Qubole is set on continuing to develop new Cloud Agents to make this happen, and Hsieh says they have a sizable engineering team that focuses solely on automation and agents. The most interesting aspect of it however is what Hsieh calls Qubole-on-Qubole:
"Half of our team works on the infrastructure end -- engineers using QDS to manage the data lake that collects meta data. The other half is ex-practitioner data engineer/dataops experts and data scientists who work on feature development, creating useful insights and alerts, building algorithms that create recommendations and developing new Cloud Agents.
We use notebook features in QDS to develop our Machine Learning/Deep Learning models and then engineering puts the results of those models back into QDS. It's basically Qubole-on-Qubole, which can be a little mind-bending at times."
Collaboration and takeaways
So how about some collaboration after all this head-to-head comparisons? Collaboration, and more specifically support for notebooks, is also an important part of IPaaS and QDS. Until recently however QDS only supported Zeppelin.
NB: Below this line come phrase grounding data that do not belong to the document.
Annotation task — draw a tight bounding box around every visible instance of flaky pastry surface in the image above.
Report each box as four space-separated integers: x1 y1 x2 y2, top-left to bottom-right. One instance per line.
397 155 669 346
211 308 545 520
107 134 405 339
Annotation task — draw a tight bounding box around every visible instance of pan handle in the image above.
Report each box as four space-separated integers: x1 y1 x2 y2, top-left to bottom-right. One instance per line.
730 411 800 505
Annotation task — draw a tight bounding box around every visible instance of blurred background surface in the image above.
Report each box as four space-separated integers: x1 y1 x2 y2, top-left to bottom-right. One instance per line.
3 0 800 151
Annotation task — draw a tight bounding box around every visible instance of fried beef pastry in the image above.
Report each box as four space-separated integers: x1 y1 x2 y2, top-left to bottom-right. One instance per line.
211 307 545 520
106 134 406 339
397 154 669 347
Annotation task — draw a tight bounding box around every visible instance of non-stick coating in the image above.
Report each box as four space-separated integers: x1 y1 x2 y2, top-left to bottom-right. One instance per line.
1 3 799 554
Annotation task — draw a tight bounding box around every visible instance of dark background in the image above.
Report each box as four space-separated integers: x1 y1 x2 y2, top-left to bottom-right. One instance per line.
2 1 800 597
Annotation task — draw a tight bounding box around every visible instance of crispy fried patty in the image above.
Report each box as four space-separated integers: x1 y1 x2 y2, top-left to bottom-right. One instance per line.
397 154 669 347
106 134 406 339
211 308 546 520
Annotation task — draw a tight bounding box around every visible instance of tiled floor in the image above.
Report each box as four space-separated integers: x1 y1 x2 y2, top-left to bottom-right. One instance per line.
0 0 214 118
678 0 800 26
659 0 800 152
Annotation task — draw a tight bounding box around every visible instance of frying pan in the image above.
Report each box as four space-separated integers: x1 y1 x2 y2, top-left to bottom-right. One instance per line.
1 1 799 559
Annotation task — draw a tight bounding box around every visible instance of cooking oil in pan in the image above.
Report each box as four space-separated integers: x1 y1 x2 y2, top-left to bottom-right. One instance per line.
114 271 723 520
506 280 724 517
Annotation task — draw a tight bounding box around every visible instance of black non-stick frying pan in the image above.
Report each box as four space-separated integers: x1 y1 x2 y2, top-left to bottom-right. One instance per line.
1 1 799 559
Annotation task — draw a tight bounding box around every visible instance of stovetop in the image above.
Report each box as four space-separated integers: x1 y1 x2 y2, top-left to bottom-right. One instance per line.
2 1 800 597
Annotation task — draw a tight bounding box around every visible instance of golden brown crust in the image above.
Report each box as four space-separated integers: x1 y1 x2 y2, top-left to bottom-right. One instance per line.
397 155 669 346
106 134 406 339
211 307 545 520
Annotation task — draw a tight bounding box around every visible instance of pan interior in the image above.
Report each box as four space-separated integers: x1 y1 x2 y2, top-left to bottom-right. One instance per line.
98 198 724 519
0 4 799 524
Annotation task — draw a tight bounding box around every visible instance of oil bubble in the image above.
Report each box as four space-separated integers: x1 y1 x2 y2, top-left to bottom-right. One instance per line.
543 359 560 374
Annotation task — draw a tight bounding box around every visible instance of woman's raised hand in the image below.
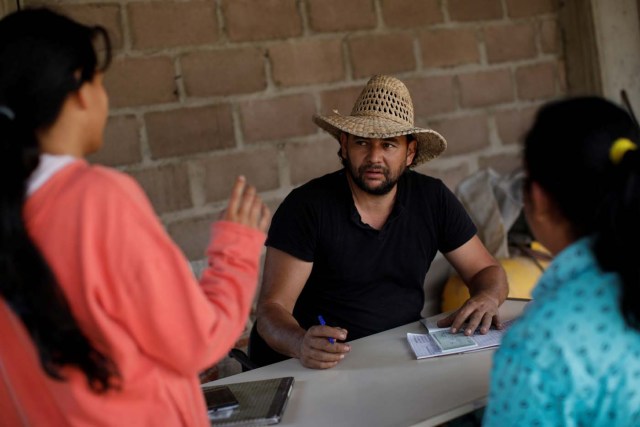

"Notebooks have essentially become the "IDE" for data scientists and increasingly data analysts, too. We think it will be important to support multiple Notebooks in the same ways we support multiple open source processing technologies," says Hsieh.
Hsieh says that QDS notebook capability was built several years ago, and Zeppelin at the time was a bit more mature. Based on customer feedback, support for Jupyter and RStudio has been added -- although they still don't look like first class QDS citizens.
So, what to make of all this? IPaaS is a very interesting class of offerings, which will see increasing adoption as more organizations move more applications and data to the cloud. Which offerings belong in that category and what are the criteria for evaluating them is somewhat subjective however.
Should you go for the one stop shop and get all your data needs covered from your cloud provider? Or would you rather have someone run your Kafka/Spark/whatever platform of choice in a multi-cloud environment as a managed service for you?
As usual, it depends on your needs and budget. Qubole is trying to get the best of both worlds, by offering a platform that is multi-cloud, multi-platform and managed. If that is what your organization needs and the math works, it sounds like a tempting option.